Eli Lilly and Co and Boehringer Ingelheim have announced that the European Commission has approved the use of Cymbalta (duloxetine) for the treatment of Generalised Anxiety Disorder (GAD).
This approval -- the fourth for duloxetine in Europe -- was issued on 28 July following an initial positive opinion issued by the European Medicines Agency's (EMEA) Committee for Medicinal Products for Human Use (CHMP) on 26 June 2008.

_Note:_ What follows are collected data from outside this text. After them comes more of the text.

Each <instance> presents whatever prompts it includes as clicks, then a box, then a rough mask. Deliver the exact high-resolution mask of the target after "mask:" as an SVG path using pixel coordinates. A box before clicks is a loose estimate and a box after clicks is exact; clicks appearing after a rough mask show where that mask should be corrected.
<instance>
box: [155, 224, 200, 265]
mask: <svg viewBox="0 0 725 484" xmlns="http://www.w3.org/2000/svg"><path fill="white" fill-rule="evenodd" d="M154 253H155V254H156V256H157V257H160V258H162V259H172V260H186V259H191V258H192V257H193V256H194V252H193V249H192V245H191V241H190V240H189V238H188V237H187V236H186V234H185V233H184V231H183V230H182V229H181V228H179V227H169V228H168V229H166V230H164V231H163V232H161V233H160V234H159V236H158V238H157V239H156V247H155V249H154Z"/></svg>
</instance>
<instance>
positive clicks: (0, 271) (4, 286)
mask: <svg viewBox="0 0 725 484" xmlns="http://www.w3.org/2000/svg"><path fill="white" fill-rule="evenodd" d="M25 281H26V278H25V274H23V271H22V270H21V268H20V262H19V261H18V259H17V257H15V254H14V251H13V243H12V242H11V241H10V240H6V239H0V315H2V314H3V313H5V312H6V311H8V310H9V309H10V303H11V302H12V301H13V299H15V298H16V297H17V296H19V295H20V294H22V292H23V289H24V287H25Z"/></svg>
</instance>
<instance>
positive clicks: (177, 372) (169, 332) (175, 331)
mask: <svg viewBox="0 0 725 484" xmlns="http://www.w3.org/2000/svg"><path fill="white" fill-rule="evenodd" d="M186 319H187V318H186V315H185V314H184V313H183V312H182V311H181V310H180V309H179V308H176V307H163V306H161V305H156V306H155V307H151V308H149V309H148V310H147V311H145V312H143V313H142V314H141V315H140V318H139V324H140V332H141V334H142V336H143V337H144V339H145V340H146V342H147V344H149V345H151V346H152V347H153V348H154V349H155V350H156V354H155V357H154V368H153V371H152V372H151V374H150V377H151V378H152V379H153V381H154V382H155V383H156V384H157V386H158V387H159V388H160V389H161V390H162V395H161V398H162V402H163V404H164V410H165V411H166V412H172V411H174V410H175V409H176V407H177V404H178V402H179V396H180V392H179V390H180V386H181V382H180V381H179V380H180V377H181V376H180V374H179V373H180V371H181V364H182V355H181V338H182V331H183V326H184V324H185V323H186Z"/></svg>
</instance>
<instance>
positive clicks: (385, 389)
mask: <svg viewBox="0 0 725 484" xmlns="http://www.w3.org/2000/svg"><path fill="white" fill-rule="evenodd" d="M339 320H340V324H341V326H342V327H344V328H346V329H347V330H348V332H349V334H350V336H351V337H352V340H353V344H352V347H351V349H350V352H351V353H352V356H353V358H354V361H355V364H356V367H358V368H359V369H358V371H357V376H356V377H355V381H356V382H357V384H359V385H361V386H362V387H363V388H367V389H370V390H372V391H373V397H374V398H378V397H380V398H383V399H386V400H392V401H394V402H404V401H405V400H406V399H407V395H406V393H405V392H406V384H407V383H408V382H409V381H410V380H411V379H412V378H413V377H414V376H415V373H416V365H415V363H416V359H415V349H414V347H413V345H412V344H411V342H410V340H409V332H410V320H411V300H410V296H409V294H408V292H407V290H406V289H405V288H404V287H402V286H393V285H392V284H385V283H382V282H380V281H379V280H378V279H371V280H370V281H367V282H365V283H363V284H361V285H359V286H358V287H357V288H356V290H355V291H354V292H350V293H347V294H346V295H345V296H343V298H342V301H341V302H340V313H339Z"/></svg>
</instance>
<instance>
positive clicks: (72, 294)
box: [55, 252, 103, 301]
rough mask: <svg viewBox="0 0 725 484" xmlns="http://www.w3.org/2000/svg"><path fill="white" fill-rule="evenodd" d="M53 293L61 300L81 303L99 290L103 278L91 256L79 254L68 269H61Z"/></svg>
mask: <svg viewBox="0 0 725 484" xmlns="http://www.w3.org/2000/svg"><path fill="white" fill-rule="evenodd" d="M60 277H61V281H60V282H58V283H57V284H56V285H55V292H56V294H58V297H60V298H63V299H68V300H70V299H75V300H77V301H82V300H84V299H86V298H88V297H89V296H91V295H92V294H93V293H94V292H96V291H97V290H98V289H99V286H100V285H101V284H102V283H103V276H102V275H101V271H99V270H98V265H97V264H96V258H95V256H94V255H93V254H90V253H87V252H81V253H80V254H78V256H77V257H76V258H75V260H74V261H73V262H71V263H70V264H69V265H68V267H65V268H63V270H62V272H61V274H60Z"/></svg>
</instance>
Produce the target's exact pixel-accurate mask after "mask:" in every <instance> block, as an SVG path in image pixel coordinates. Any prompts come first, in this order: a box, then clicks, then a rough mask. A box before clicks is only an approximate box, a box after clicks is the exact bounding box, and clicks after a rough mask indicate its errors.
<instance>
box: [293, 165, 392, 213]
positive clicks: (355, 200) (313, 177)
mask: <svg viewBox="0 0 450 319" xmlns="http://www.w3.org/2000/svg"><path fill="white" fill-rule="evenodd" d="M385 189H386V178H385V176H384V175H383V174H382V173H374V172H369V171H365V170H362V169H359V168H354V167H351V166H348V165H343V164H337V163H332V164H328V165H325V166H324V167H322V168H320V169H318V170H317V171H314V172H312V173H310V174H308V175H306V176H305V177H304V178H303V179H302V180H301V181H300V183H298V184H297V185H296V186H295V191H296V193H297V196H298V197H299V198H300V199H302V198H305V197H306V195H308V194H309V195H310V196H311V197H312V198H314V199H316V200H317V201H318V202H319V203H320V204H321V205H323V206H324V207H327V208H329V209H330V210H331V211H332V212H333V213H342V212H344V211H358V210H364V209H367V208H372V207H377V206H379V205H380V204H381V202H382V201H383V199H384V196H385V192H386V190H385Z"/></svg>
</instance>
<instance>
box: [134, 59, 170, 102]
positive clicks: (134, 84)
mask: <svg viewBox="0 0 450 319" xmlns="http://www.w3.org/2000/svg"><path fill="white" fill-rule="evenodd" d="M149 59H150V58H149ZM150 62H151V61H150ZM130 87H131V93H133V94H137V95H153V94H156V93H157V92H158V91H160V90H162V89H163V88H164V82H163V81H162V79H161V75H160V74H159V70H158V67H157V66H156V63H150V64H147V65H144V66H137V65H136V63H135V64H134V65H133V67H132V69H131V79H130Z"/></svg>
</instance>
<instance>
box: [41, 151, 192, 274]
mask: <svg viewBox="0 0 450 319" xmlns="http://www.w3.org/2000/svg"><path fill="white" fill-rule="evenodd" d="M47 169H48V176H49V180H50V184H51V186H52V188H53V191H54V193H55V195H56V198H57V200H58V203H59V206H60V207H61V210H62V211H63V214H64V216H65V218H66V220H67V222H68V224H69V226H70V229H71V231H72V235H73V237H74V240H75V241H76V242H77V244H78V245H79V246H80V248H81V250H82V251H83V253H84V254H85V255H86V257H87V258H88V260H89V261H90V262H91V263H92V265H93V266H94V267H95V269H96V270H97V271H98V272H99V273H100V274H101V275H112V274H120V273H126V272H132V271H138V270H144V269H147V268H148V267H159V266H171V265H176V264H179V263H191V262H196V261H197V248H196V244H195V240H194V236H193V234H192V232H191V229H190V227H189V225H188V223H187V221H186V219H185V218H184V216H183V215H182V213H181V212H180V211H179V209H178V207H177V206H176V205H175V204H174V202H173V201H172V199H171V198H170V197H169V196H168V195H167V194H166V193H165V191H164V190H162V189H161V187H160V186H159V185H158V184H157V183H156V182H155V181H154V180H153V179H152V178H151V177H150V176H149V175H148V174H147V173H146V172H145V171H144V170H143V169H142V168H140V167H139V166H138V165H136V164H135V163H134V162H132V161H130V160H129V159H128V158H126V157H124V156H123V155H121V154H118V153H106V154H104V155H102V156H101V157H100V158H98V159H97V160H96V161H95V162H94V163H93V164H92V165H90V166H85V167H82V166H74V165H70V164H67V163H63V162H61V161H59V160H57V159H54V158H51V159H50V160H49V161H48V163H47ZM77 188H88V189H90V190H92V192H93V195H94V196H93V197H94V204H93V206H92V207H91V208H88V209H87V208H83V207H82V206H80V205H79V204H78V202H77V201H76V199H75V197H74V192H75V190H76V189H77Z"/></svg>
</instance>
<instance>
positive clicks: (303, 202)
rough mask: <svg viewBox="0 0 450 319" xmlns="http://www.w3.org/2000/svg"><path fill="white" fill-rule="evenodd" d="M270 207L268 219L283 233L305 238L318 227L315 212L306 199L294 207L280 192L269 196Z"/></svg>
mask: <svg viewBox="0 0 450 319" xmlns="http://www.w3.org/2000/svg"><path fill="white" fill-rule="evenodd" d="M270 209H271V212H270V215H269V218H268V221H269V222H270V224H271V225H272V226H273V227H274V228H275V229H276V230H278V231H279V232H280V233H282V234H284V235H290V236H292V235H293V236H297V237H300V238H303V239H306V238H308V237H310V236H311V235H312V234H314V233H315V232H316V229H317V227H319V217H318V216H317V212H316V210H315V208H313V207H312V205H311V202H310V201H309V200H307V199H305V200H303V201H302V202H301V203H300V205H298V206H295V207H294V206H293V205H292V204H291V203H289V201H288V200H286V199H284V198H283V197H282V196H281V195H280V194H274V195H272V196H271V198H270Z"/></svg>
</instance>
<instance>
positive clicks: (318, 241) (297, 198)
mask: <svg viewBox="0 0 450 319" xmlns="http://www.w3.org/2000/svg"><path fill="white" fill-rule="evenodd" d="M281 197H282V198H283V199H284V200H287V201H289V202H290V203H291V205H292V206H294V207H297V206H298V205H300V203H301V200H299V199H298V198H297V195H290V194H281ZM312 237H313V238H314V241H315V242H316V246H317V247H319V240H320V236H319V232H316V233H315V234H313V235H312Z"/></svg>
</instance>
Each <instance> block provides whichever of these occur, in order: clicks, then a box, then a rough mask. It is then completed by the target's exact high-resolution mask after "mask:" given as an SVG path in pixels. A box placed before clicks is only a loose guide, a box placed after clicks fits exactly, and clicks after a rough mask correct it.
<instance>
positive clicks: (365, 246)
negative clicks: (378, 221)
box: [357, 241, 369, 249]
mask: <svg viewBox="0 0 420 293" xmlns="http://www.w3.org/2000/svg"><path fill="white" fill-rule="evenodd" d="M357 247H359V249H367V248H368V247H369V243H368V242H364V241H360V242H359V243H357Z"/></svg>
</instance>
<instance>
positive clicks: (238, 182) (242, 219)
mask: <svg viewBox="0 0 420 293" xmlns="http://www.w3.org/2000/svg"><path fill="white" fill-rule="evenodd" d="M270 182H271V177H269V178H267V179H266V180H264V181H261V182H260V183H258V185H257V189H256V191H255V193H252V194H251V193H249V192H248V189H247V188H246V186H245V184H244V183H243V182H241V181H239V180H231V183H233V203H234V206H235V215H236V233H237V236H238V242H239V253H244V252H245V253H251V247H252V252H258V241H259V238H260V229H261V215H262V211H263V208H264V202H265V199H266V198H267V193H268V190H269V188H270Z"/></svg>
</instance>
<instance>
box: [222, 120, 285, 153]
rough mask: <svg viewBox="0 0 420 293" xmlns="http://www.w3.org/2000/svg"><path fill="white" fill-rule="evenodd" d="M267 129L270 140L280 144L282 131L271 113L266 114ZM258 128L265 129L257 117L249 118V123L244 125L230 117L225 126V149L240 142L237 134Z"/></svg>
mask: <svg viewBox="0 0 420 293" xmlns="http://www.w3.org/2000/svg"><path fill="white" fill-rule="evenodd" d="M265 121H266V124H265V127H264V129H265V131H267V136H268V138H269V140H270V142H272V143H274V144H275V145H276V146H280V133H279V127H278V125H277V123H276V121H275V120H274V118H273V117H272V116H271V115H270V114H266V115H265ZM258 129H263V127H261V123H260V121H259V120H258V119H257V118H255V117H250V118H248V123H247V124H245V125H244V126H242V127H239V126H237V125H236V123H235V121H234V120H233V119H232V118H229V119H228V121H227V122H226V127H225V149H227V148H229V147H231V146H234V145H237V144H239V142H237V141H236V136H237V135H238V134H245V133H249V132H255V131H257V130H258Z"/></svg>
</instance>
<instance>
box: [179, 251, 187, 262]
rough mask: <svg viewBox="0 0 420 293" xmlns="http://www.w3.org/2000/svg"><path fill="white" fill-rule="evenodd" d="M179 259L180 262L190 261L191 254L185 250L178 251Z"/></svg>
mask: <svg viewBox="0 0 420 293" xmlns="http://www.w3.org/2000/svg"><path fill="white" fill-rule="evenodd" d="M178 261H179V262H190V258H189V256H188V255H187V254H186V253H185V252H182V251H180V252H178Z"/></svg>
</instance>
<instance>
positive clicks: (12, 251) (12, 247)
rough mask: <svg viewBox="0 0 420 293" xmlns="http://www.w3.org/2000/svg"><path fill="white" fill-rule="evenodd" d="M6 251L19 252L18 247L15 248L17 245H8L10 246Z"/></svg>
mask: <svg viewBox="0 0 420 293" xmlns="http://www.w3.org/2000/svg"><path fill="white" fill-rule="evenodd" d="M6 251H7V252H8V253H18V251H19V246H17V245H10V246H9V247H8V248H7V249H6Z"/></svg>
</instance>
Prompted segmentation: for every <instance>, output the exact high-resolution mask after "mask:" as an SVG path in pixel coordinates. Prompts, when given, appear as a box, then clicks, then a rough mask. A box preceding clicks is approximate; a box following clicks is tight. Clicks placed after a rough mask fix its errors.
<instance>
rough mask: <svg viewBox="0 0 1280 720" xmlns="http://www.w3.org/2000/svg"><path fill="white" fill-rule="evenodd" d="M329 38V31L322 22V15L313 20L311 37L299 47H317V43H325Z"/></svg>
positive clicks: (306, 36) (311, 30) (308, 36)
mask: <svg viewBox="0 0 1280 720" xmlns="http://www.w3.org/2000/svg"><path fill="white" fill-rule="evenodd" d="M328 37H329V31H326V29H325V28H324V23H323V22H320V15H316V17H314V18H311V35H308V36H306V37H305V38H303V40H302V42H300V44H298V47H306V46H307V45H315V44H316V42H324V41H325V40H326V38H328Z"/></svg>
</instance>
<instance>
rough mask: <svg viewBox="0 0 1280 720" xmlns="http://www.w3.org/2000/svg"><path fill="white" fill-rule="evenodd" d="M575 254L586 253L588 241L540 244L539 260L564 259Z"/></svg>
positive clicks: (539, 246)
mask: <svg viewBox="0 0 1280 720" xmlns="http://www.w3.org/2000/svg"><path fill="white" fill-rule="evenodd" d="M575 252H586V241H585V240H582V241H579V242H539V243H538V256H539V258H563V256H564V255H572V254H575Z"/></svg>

The approval is based upon the results of five clinical studies of GAD -- four double-blind short-term (acute) placebo-controlled studies and a placebo-controlled relapse prevention study -- involving more than 2,000 non-depressed adults with GAD. In each of the four acute placebo-controlled studies safety and efficacy were assessed. Duloxetine significantly improved core anxiety symptoms (as measured by the Hamilton Anxiety Scale) compared with placebo (p less than or equal to 0.001, p=0.02, p=0.007, p less than or equal to 0.001 respectively) and patients demonstrated improvement in role functioning, including ability to perform everyday activities in work, home and in social situations. In addition, duloxetine significantly decreased the likelihood of relapse in those patients who initially responded to duloxetine and were maintained on treatment for six months compared with those switched to placebo. The most common side effects in these studies included nausea, fatigue, dry mouth, drowsiness, constipation, insomnia, decreased appetite, hyperhidrosis (excessive perspiration), decreased libido, vomiting, ejaculation delay and erectile dysfunction.